I watched a video on Facebook of two people with Down’s Syndrome talking about their relationship. What you see are two people who enjoy the feeling of love to the fullest, be it their love of dancing or going to the movies or just eating tasty things. What I took from the video was an appreciation of just how pure they were in their sentiment. There’s not a lot of trepidation with Down’s. You just go straight towards what you want. Marketing should be like that.
Marketing is simple. We mess it up.
The least interesting conversations I ever get in with people are about marketing. Why? Because people want to talk about funnels and mechanics and software and all the least fun parts.
The best parts of marketing are like love. You love what your company makes and you love how it helps people in some way and so you go out there and you find the people who need what you sell, and you help them decide.
That’s marketing. Create the marketplace and facilitate the sale. That’s it.
Marketing isn’t a spreadsheet. That’s just a tool. Marketing isn’t a specific sequence. That’s just a workflow. It’s what we cling to and tinker with when we don’t want to market. All that stuff is there because we think it’s what we need.

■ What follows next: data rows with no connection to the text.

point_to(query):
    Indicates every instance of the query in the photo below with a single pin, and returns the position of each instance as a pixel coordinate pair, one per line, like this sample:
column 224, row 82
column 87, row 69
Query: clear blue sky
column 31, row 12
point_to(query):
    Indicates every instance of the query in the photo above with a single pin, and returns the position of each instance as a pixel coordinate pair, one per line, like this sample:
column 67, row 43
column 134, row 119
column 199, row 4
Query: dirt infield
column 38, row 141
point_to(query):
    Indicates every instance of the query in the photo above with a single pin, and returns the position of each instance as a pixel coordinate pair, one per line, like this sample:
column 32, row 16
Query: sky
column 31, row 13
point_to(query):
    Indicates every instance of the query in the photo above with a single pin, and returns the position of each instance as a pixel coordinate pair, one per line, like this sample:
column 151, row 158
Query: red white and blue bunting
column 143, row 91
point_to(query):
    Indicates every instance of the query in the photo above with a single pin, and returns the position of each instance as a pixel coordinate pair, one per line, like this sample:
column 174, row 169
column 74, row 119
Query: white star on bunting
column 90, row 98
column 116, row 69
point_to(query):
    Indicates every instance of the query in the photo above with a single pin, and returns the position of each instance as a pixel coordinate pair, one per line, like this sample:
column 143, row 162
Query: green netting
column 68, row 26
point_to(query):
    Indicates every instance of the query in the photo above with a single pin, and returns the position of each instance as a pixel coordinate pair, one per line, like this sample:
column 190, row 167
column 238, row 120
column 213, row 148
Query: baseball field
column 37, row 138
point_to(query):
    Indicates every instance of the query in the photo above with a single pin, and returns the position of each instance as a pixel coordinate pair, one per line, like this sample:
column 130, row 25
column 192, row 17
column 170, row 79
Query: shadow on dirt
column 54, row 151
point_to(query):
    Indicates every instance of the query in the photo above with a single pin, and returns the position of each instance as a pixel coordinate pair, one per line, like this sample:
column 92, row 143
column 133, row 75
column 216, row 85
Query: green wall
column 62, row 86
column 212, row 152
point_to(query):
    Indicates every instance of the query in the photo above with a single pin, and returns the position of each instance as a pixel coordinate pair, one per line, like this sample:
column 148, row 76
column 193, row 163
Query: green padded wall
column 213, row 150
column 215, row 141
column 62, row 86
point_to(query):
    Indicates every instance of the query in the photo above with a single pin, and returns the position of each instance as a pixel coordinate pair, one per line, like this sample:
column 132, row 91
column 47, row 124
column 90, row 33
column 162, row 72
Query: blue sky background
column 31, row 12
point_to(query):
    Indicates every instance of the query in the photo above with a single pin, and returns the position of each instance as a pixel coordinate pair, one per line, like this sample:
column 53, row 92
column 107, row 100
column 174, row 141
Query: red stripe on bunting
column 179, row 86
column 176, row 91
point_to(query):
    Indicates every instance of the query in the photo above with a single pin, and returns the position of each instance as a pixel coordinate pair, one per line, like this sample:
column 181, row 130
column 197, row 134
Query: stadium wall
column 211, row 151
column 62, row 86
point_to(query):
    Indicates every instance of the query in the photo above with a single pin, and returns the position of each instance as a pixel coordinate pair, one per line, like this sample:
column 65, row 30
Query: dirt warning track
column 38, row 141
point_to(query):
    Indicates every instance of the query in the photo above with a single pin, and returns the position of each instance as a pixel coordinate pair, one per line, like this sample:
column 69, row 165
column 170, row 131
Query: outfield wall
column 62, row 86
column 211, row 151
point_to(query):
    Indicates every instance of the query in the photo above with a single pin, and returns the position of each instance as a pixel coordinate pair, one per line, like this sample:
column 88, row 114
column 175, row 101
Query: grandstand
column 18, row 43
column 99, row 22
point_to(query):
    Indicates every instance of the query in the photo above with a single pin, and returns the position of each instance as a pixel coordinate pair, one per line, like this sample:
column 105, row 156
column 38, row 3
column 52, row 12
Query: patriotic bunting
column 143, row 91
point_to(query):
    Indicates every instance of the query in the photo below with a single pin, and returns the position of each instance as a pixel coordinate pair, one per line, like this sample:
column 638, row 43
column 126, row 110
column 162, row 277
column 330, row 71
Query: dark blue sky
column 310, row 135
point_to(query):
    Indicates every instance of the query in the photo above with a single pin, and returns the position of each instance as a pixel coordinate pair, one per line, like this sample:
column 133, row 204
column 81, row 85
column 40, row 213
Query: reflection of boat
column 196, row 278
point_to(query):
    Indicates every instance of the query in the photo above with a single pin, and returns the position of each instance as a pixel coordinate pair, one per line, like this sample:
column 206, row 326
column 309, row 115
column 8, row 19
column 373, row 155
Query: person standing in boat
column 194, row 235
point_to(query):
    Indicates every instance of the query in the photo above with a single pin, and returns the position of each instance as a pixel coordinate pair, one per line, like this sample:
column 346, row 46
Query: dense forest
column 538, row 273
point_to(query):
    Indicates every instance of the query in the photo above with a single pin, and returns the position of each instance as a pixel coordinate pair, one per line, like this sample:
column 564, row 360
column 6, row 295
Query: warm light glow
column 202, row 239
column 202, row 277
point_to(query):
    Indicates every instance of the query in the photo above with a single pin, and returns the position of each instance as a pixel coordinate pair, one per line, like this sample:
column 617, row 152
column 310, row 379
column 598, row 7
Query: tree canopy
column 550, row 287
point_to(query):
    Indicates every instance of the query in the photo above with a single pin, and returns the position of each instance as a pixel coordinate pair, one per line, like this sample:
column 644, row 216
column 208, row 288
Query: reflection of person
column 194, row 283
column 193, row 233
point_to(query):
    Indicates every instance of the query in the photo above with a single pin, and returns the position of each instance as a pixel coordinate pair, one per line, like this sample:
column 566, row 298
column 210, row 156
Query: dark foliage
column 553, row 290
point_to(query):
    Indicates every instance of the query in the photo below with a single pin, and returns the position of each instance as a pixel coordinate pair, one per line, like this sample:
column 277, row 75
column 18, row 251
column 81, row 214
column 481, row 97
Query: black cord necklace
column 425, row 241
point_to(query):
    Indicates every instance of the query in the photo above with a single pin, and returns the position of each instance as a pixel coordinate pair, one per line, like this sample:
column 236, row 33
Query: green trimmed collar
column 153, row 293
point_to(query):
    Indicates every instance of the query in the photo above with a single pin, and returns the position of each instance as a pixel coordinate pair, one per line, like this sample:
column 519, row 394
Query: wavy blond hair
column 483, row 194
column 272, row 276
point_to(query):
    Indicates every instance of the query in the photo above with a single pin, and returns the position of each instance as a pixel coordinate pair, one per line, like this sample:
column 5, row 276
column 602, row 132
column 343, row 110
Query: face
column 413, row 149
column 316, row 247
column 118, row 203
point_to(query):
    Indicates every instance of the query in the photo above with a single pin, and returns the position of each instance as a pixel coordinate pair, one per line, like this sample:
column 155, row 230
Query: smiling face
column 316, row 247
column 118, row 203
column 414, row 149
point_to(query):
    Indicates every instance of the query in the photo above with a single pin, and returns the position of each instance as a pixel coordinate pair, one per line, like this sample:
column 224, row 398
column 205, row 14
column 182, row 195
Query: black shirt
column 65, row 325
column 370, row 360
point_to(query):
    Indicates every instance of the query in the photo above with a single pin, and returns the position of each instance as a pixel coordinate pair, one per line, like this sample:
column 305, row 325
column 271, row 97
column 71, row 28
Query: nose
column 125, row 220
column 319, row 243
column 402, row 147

Elon Musk deleted the company Facebook pages.
He did. Tesla and SpaceX. Gone. He agreed with everyone that Facebook was too big for its britches and he didn’t want to play any more. Gone.
And so you see marketing people (especially social marketing people) losing their minds. I’ve seen mountains of posts and articles saying that this is a strange time for “social media managers” (whatever those are).
Musk sent a fricken car into outer space on a rocket ship his company built. He made millions of people stop and think and consider and reconnect with dreams long dormant about moving off this particular rock and checking out some nearby planets we might want to add to the collection.
He doesn’t need Facebook. He needs to show love.
Marketing isn’t any particular tool. It’s the connection.
You find people where they are in the checkpoints:
Awareness
Evaluation
Purchase
Onboarding
Retention/Referral
You help them by engaging with them and giving them what they need at those phases. You make a connection of some kind. And then you serve them in ways that make their world better.
That’s marketing. That’s love.
Engage. Connect. Serve.
It’s such a simple recipe that WE mess up.
Fire off your rockets into space. Take your love out dancing. Put your big juicy heart to work on reaching the people you need to serve.